Eventually the symptoms start to pass and the person calms down. They realize they are okay and did survive. They will likely feel rather tired and relieved, but also confused and worried. They may feel ashamed or foolish. What was that they just went through. It felt like they were dying, but here they are still alive. They must be going crazy because what they went through is definitely not normal. It doesn’t make sense. It’s not logical. Well here they are now and the main thing is to make sure it never happens again and that way everything will be okay. But, unfortunately for many people sometime after the first panic attack it could be hours, days, weeks, or months later it happens again. Often when it does happen again this confirms for the person that they are, “losing it!”

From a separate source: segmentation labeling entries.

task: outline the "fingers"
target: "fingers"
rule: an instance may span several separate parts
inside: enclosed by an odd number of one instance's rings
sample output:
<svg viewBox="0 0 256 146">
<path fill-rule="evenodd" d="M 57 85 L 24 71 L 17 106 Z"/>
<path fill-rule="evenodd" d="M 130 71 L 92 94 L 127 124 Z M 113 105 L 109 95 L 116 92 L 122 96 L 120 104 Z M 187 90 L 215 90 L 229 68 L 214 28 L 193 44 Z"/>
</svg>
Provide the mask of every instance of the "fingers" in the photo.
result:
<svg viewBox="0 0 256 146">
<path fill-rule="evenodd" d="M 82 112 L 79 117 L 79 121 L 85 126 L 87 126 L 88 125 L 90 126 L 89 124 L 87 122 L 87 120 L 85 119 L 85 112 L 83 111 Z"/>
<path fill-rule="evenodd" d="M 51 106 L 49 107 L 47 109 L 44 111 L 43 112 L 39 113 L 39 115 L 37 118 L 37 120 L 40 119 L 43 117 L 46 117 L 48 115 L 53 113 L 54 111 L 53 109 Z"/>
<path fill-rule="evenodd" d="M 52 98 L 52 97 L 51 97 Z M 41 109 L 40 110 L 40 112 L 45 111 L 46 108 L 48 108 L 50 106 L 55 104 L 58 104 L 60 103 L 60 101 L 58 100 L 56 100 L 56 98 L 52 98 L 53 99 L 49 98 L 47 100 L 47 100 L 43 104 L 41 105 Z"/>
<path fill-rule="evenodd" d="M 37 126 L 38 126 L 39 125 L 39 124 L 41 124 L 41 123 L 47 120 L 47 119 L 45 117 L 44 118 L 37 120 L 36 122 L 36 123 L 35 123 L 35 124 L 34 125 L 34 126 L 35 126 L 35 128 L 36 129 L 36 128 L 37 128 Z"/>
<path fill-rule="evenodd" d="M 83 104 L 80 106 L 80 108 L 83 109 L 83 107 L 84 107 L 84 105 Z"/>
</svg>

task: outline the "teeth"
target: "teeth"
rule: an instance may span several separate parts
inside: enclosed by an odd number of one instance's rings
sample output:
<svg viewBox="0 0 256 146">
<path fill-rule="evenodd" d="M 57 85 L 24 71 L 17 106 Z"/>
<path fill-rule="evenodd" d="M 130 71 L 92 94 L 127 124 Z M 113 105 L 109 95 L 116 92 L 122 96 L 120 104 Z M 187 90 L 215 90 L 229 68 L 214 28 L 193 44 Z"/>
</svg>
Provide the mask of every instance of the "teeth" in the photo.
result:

Because they fear they are losing their minds and worry about what other people will think of them, they do not seek help or reach out to people who are close to them. They suffer in silence. For those who do reach out to the people around them the response is often not supportive. “You need to get a grip.” “Buck up.” “Be an man.” “Don’t be overly dramatic.” “Oh you’re such a drama queen.” “You need to relax. “You need a night out.” “Are you crazy or something?” “Just think positive thoughts and you’ll be fine.” Let me be very clear, the likelihood of being able to be positive or have positive thoughts in the middle of a panic attack is less likely than finding water in the middle of a desert. If you went through the symptoms I described, were terrified of them, were scared you were going to die because of them, were afraid of how people would react if they found out, and then built of the courage to reach out anyway and got responses like these, what do you think it would do to you? This is why the stigma around mental health has to end.
For some people panic can happen due having to a phobia like being around spiders, leaving their homes, or crossing bridges. For others this might happen if they are in a situation that is reminds them of a time they were endangered (i.e. being in the car several days after being in a car accident). Sometimes, for some people there is no obvious cause, it just happens. The reality is that people who experience situations like this are having panic attacks and this is a form of anxiety. It does not mean they are going crazy or losing their minds. Anxiety and panic never causes people to lose touch with reality, what people feel when they experience these conditions is really happening inside them.
While panic attacks and anxiety symptoms do mimic symptoms of heart attacks (and if one is not sure whether they are having a heart attack or not they should report to the ER); anxiety and panic attacks are not deadly. They just feel really terrifying. Anxiety and panic are treatable conditions. With counselling and psychotherapy sometimes along with other forms of treatment people, who experience these conditions can learn to manage their panic symptoms and handle anxiety so they can live productive, fulfilling lives.